Release Me (Stark Trilogy, #1)(158)



Chase has been thinking long and hard these past few days. If he only did things himself—if he didn’t simply tell others what to do—this could be a good line of business, a rewarding job. As it was, he only talked, never did anything. He needed to do something, and now something could be done. He thinks of all that land—those mountains rolling into hills that then leveled into sage flats gouged out by irrigation canals, Central Oregon a patchwork of brown cheatgrass and bright green alfalfa corralled by barbed wire, the bent-back skin-burned stage of his former life, his father’s life before him, and his grandfather’s before them both, a stage upon which they shot antelope and counted stars and raised horses and cattle and family, all of that stolen by the lycans, gone, nothing left but old wigs of sagebrush, fences kicked over and rotting into the ground. By returning there, he sees a chance to reclaim that part of his life, that part of him. And to own up to what people thought they were voting for. He has sworn the oath and invoked the name of God, but they were just words, spoken too soon, and words do not make someone a leader. People need to be reassured—they need him to instill the confidence he has lost. They need to see him doing a job to believe in him as president. He isn’t sure, until now, that the title has been anything more than a costume.

Buffalo still stares at the lamp when he says, “Surely you’re joking?”

“I am not joking.”

“You’re serious?”

“I’m seriously serious.”

Buffalo compresses his lips and bows his head and then something seems to overtake him. He leaps out of the chair. When Chase moves to block him, Buffalo shoves him back a step. “You’re not going. Of course you’re not going. You think you’re some rough rider. You’re not. This is ridiculous and purposeless and dangerous. You’re such a fool sometimes. A goddamned fool.”

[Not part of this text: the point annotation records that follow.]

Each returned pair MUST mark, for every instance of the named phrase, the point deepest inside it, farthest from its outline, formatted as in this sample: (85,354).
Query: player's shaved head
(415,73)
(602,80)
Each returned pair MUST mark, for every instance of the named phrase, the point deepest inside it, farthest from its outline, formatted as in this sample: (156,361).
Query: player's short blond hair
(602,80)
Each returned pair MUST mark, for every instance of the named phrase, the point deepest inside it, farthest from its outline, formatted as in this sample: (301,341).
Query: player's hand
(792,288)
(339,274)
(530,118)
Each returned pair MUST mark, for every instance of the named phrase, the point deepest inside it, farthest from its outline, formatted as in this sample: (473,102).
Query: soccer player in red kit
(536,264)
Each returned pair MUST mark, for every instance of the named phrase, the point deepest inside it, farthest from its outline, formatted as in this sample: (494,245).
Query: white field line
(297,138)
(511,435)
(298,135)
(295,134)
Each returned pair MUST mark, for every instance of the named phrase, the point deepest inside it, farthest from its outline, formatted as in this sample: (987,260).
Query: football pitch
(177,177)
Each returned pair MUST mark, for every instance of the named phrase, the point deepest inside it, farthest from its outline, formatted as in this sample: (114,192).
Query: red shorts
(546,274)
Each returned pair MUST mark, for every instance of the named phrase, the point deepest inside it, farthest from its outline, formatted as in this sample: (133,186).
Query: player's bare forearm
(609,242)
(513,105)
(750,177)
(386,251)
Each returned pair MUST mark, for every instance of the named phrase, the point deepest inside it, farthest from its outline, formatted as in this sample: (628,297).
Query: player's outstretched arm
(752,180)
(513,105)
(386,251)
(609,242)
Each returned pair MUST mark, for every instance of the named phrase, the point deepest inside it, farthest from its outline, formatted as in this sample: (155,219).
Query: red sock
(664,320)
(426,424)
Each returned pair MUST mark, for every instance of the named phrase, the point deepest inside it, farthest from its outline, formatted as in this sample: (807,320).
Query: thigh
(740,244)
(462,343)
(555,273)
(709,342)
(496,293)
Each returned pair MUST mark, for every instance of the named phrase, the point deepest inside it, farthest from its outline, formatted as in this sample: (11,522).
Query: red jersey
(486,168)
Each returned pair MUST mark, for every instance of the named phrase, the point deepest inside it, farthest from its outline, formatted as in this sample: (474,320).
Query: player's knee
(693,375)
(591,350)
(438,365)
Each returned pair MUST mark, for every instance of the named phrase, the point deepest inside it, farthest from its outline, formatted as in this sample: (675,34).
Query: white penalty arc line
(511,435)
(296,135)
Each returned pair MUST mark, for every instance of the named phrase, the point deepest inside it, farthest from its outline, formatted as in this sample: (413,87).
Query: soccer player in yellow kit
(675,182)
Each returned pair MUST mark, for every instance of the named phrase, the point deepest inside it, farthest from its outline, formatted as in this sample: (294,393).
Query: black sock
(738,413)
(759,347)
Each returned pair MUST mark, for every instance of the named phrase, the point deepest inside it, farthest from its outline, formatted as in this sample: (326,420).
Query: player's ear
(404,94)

Chase shoves him. Buffalo’s back cracks against the wall. He lets out a whimper. His glasses hang crookedly on his nose. He runs a hand through what little hair he has and it stands on end. “I don’t understand what’s wrong with you. Something is wrong with you.”

Chase stalks toward him. He feels as if his heart has experienced an electrical short and the heat of it is still deciding whether to die or catch flame. “I’m going to go find that boy. I’m going to find this magic bullet. I’m going to go get my hands dirty. That’s my decision. Not yours.”

“You’re not listening to me!”

“I don’t have to listen. I’m the goddamn president.”

Buffalo slaps him then. The noise like a popped balloon.

Chase’s cheek smarts and he puts a hand to it. He staggers away and crouches on the floor as if to contain the anger springing in his chest that will not go away. He can only fight it so long.

Buffalo reaches for him with arms like weak lassos. “Oh my. Oh no. I’m sorry. I’m so sorry, old friend.” The same hand that slapped Chase now strokes the bare skin of his back. “I’m sorry.”

He pulls his hand away when hair begins to prickle beneath it. He has time to run. He has time to cry out. But he does not. He seems to trust that Chase, his friend, his old friend, will contain himself, will be able to hold back, even when he rises slowly from his crouch and starts toward him with his mouth open as if to kiss.





Chapter 65



NIGHT FALLS. Shadows deepen between the trunks of trees, firs and cedars and hemlocks, their branches fingering together overhead in a thick canopy that makes Patrick feel safe from any drones or choppers that might pass overhead. The Mexicans dig a shallow pit and gather wood and arrange it into a flaming pyramid to keep the night at bay. Bats and owls swoop through the sparks. The Mexicans sit upon rocks or the misshapen roots that wrestle the ground. They eat jerky and dried fruit. They sharpen their knives and clean their rifles and pistols. The air grows spicy with smoke.

Claire makes a fire of her own, smaller, separate from them, twenty yards away. She sits next to it in a ball, her arms wrapped around her legs. Patrick watches her for a long time. He wants to be near her. More than that, he wants to embrace her, has wanted to since the moment he first saw her earlier that day, but it has seemed impossible. Because they have been on the run, confined to different vehicles as they drove at a perilous speed from the site of the crash—into the asphalt maze of Portland—and then parked on a service road in the Hoyt Arboretum, with five miles of thick woods between them and the mansion, their plan to attack in the morning. And because, these past few hours, whenever Patrick drew near, she stiffened and offered him clipped answers. “I thought you were dead,” he said, and she said, “I might as well have been.” He tried to get her talking, but she wouldn’t give him anything, always turning the question back on him: what exactly are you doing here?

To which he could only say, “Recon.” He was grateful she did not press him further. To tell her anything more would confirm his betrayal.

In his backpack was the inoculation: the vial that made possible her erasure. Only twenty-four hours ago he felt so certain of himself, so positive he had made the right decision. Twenty-four hours seemed now like twenty-four years, his frame of mind so distant, his resolve rotted through with questions.

Above her, through the trees, he can see the moon, a silver sliver brightening the edge of a giant black ball. Sometimes you can see more of what isn’t than what is, and this is one of those times.